Kurzvorstellung Andreas Miller, Gründer und Geschäftsführer des Ingenieurbüro Miller

Dipl. Ing. (FH) Architekt Andreas Miller ist ein Berater und Planer für Energieeffizienz, solare Architektur, Energiemesstechnik und erneuerbare Energien. 2004 gründete er das Ingenieurbüro Miller. Im Jahr 2012 wurde sein Modellprojekt “Effizienzhaus Plus” in Münnerstadt gefertigt, in dem er auch selber wohnt. Das Haus nutzt Photovoltaikanlagen, um Strom und Wärme zu erzeugen, sowie als Ladestation für ein Elektrofahrzeug zu dienen.

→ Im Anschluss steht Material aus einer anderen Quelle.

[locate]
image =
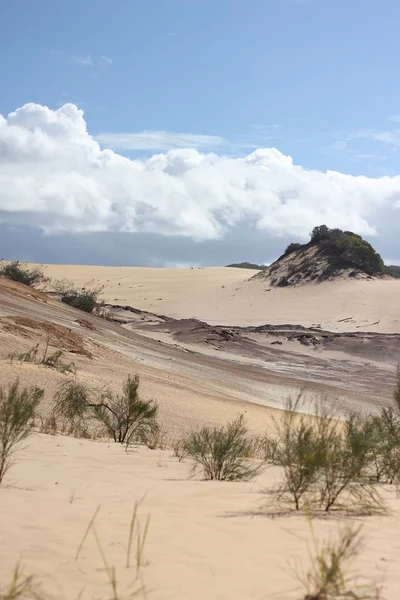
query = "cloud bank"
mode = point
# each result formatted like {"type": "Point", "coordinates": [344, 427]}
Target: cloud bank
{"type": "Point", "coordinates": [55, 176]}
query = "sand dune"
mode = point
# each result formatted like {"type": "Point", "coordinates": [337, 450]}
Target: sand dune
{"type": "Point", "coordinates": [209, 540]}
{"type": "Point", "coordinates": [206, 539]}
{"type": "Point", "coordinates": [226, 296]}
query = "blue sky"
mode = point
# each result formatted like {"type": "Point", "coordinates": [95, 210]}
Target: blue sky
{"type": "Point", "coordinates": [316, 79]}
{"type": "Point", "coordinates": [299, 75]}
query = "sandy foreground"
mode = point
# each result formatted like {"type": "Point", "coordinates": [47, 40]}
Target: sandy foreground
{"type": "Point", "coordinates": [226, 296]}
{"type": "Point", "coordinates": [209, 540]}
{"type": "Point", "coordinates": [205, 539]}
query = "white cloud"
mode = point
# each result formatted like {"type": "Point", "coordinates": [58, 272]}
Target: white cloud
{"type": "Point", "coordinates": [55, 176]}
{"type": "Point", "coordinates": [83, 61]}
{"type": "Point", "coordinates": [157, 140]}
{"type": "Point", "coordinates": [388, 137]}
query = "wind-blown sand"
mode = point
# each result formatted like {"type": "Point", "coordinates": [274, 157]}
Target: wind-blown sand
{"type": "Point", "coordinates": [226, 296]}
{"type": "Point", "coordinates": [206, 539]}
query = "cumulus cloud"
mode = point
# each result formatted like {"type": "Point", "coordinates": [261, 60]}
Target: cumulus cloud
{"type": "Point", "coordinates": [157, 140]}
{"type": "Point", "coordinates": [83, 61]}
{"type": "Point", "coordinates": [55, 176]}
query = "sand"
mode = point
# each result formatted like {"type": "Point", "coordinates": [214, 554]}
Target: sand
{"type": "Point", "coordinates": [206, 539]}
{"type": "Point", "coordinates": [226, 296]}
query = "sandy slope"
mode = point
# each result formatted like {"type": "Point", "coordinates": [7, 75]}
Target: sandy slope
{"type": "Point", "coordinates": [225, 296]}
{"type": "Point", "coordinates": [206, 540]}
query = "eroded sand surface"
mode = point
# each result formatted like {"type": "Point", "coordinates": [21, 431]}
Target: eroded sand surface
{"type": "Point", "coordinates": [206, 539]}
{"type": "Point", "coordinates": [209, 540]}
{"type": "Point", "coordinates": [225, 296]}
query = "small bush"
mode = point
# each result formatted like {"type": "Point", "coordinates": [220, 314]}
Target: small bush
{"type": "Point", "coordinates": [22, 274]}
{"type": "Point", "coordinates": [53, 360]}
{"type": "Point", "coordinates": [348, 249]}
{"type": "Point", "coordinates": [297, 450]}
{"type": "Point", "coordinates": [17, 413]}
{"type": "Point", "coordinates": [85, 300]}
{"type": "Point", "coordinates": [325, 462]}
{"type": "Point", "coordinates": [283, 282]}
{"type": "Point", "coordinates": [125, 417]}
{"type": "Point", "coordinates": [222, 453]}
{"type": "Point", "coordinates": [293, 247]}
{"type": "Point", "coordinates": [328, 577]}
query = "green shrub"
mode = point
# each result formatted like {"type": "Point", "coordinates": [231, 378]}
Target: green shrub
{"type": "Point", "coordinates": [222, 453]}
{"type": "Point", "coordinates": [17, 272]}
{"type": "Point", "coordinates": [17, 413]}
{"type": "Point", "coordinates": [328, 577]}
{"type": "Point", "coordinates": [293, 247]}
{"type": "Point", "coordinates": [85, 300]}
{"type": "Point", "coordinates": [324, 466]}
{"type": "Point", "coordinates": [125, 417]}
{"type": "Point", "coordinates": [348, 250]}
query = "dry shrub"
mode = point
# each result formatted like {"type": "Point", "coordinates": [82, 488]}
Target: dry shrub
{"type": "Point", "coordinates": [17, 414]}
{"type": "Point", "coordinates": [124, 417]}
{"type": "Point", "coordinates": [328, 577]}
{"type": "Point", "coordinates": [325, 462]}
{"type": "Point", "coordinates": [222, 453]}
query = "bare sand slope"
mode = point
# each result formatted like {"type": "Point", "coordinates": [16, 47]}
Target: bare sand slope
{"type": "Point", "coordinates": [206, 540]}
{"type": "Point", "coordinates": [192, 385]}
{"type": "Point", "coordinates": [226, 296]}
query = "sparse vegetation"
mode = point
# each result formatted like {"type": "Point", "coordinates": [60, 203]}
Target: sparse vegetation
{"type": "Point", "coordinates": [393, 270]}
{"type": "Point", "coordinates": [324, 462]}
{"type": "Point", "coordinates": [247, 265]}
{"type": "Point", "coordinates": [126, 418]}
{"type": "Point", "coordinates": [221, 453]}
{"type": "Point", "coordinates": [85, 300]}
{"type": "Point", "coordinates": [48, 360]}
{"type": "Point", "coordinates": [328, 577]}
{"type": "Point", "coordinates": [17, 271]}
{"type": "Point", "coordinates": [17, 414]}
{"type": "Point", "coordinates": [293, 247]}
{"type": "Point", "coordinates": [348, 249]}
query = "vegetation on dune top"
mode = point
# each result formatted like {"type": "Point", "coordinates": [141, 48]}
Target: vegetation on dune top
{"type": "Point", "coordinates": [348, 249]}
{"type": "Point", "coordinates": [17, 271]}
{"type": "Point", "coordinates": [247, 265]}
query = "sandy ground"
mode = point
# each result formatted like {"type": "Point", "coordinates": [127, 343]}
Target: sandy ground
{"type": "Point", "coordinates": [209, 540]}
{"type": "Point", "coordinates": [206, 539]}
{"type": "Point", "coordinates": [225, 296]}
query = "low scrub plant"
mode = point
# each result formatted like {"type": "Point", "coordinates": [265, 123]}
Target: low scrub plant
{"type": "Point", "coordinates": [125, 417]}
{"type": "Point", "coordinates": [85, 298]}
{"type": "Point", "coordinates": [329, 576]}
{"type": "Point", "coordinates": [18, 407]}
{"type": "Point", "coordinates": [17, 271]}
{"type": "Point", "coordinates": [221, 453]}
{"type": "Point", "coordinates": [48, 360]}
{"type": "Point", "coordinates": [325, 462]}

Insgesamt erzeugt das Haus mehr Energie, als es verbraucht.

MüPEG - Andreas Mille

Pluseffizienzhaus - energieeffizient und wirtschaftlich


eccuro:  Nach dem Lesen über Ihr Modellprojekt “Pluseffizienzhaus in Münnenstadt” und  “Wege zum Effizienzhaus Plus”, sowie weiteren Projekte Ihres Ingenieurbüros, haben sich mir ein paar Fragen gestellt.

Können Sie uns kurz erläutern, wie Sie vom EnEV Haus Stand 2016 zum Energieeffizienzhaus Plus (Teil-Energieautarkes Haus) gekommen sind und wie diese sich unterscheiden?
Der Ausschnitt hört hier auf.